The new year
After Monday, everything has gone back to normal. I wasn’t looking forward to it. I liked the holiday lifestyle: going to bed late and sleeping in. Being around Hein and the kids. And January is always such a boring month. I noticed that I was more anxious for Hein to come home during the first week. By the second week of January, I had adjusted by his comings and goings. Still, I will never not feel relieved when he gets home.
A toenail on my other foot has gotten infected, it’s swollen, red and leaking fluids. Standing has become painful. And my other toes are likely to become infected too. Hein found it in the phone book, which offers a myriad of pedicures. Luckily, we found one closeby that was willing to come by on the same day, following one rather urgent phone call. She was very competent. She trimmed two ingrown toenails and trimmed the others short. She was worried about the infection, though. But the wound is now unobstructed and it’s not as irritated now. The pain has subsided somewhat. Tonight, I’ll take my first foot bath in a long time. I have a foot deformity and crooked toes, making it so that every time I stand up, my toenails get the worst of it. I’m going to keep seeing her. These are the secondary problems caused by ALS. I panicked a bit on Monday when, despite of my pedicure, my legs buckled from pain while trying to stand up. I have enough to deal with already, I didn’t need this. But after a few antiseptic foot baths, the pain and the infections have all but disappeared. In addition, we have contacted the shoemaker about the possibility of some adjustments of my footwear to compensate for my clawing toes.
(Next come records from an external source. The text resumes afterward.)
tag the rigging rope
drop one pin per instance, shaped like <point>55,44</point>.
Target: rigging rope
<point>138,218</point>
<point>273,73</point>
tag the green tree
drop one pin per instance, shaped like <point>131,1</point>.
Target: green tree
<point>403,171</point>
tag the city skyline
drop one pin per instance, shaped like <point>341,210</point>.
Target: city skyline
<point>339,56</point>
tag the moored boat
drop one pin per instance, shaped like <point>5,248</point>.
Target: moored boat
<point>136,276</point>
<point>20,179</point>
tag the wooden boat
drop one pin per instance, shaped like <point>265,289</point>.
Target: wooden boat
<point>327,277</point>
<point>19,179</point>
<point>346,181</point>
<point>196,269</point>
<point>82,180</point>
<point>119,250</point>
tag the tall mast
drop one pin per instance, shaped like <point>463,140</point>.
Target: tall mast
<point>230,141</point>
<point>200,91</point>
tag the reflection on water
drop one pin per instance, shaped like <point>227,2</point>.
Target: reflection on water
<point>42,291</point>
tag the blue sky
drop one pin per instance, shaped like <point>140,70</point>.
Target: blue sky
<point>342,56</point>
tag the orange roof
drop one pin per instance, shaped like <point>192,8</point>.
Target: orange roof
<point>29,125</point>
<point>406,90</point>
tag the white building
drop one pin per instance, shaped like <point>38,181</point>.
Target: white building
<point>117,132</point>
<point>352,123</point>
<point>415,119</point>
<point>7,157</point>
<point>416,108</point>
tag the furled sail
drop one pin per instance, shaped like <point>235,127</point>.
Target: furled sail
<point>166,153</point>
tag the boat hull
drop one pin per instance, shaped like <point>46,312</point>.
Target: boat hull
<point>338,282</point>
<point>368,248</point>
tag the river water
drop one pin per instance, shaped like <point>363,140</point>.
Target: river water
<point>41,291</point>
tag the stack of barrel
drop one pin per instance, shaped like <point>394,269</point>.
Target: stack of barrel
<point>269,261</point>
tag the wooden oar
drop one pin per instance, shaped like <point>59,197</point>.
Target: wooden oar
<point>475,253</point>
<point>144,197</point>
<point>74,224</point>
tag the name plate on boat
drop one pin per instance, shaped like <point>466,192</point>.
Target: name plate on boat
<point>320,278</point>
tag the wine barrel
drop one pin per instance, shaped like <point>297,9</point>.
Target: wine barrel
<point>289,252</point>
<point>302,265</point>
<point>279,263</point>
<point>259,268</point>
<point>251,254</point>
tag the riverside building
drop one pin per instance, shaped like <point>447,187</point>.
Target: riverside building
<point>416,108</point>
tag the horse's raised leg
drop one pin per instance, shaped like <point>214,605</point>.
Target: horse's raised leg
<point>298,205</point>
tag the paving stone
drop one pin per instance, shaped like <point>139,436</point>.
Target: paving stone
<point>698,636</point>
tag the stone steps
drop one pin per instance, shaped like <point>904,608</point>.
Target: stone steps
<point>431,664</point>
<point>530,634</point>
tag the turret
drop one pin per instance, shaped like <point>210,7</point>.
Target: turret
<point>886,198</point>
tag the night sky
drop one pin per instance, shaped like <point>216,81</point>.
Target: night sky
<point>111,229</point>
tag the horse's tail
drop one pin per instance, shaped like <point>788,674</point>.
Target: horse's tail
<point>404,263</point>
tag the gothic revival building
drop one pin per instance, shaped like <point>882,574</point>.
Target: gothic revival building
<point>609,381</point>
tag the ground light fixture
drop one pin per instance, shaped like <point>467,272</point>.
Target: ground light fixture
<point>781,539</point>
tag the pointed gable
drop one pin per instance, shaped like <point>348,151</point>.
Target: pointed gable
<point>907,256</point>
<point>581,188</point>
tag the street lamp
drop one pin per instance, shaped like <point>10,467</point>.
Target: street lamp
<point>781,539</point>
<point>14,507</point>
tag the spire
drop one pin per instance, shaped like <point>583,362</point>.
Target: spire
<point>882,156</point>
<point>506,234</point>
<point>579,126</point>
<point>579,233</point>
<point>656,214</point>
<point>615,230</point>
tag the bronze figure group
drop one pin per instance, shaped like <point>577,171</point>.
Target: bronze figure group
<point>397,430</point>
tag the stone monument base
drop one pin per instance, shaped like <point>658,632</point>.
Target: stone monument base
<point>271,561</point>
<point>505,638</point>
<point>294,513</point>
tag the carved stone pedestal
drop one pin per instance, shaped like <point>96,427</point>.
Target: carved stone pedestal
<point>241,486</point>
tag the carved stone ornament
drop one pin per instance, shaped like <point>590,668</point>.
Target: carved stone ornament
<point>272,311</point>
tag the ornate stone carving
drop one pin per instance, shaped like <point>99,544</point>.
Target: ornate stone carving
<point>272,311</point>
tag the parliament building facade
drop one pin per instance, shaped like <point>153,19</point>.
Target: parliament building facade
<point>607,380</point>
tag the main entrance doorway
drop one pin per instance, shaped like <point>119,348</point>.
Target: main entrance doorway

I still visit a homeopath in the Veluwe every 5 to 6 weeks, quite a trip. We went again in early January. Generally, my scores are fine, barring the occasional dip. My blood is slightly toxic. It didn’t score that well this time, either. It’s probably got something to do with Christmas dinner. But according to him, the winter may have had something to do with it. The lack of sun could be bad for my central nervous system. I’ve resolved to spend more time in the sun (by the window). Sometimes, Ward pushes my chair to the window and says; “sun therapy, mom?”. Yes, son. All things considered, I can hardly wait for spring.
We tried visiting the Municipal Museum in The Hague, an exposition about Picasso and other Spanish painters. Of course, we picked the wrong day with the wrong weather. Like us, hundreds of other people had decided to spend this rainy day in a museum. There were queues down the street. We decided not to go. Eventually, we settled on the Museum Mesdag. Not a bad place to spend a rainy day. Thankfully, the kids stayed home. They’re going through a brief period of Nintendo addiction, which they play together.
I’ve been getting a lot of feedback after writing about missing small talk, my house, garden and kitchen conversation. I got mail about moving house, a temporarily evicted husband and experiences with online dating. I exchanged puberty-stories with the mother of Floor’s classmate and best friend. Lots of people came to visit; Ward’s teacher came by for a parent-teacher conference, an unknown cousin of Hein’s whom he emails sometimes and one of my soon-to-be ex-colleagues with whom I’ve worked for over 13 years. In the tea parlour we exchanged stories about our kids with other parents. Long live smalltalk.
My mother has had a second-hand computer, boughts specifically to chat with me now that using the telephone has become impossible. That way, my mother can stay informed. My brother and I weren’t hopeful. Some of the questions she answered didn’t inspire much optimism. At first, I would only receive emails written with someone else’s help. But a month ago, she managed to do it without assistance. Of course, she called to ask if it had arrived properly. It had. By now, it’s back to radio silence. Somehow, the thing just won’t work anymore. Even an expert didn’t know what was wrong. Now we’re just waiting for a wizkid. My mother spent hours working on her uncooperative computer. Sometimes, she’d rather throw the thing out of a window. Hats off to her for even getting this far. All of this trouble, just to connect with me.
If you don’t suffer from ALS, I would advise skipping this part. You see, pooping is an issue with ALS. Lacking movement and difficulty breathing aren’t very advantageous when using a toilet. Every day, I take my tea with lactulose, a laxative. It really helps, except when I’m on holiday. Everything’s wrong, a different schedule and odd, often uncomfortable toilets don’t help. Sometimes, the laxatives are too potent and I end up with diarrhoea. Not a good time when one is immobile. By a stroke of luck, I discovered that I only get diarrhoea when I take my laxatives too far ahead of a meal. Preventable. And thus, things have been going fine. Another one of those secondary ALS problems.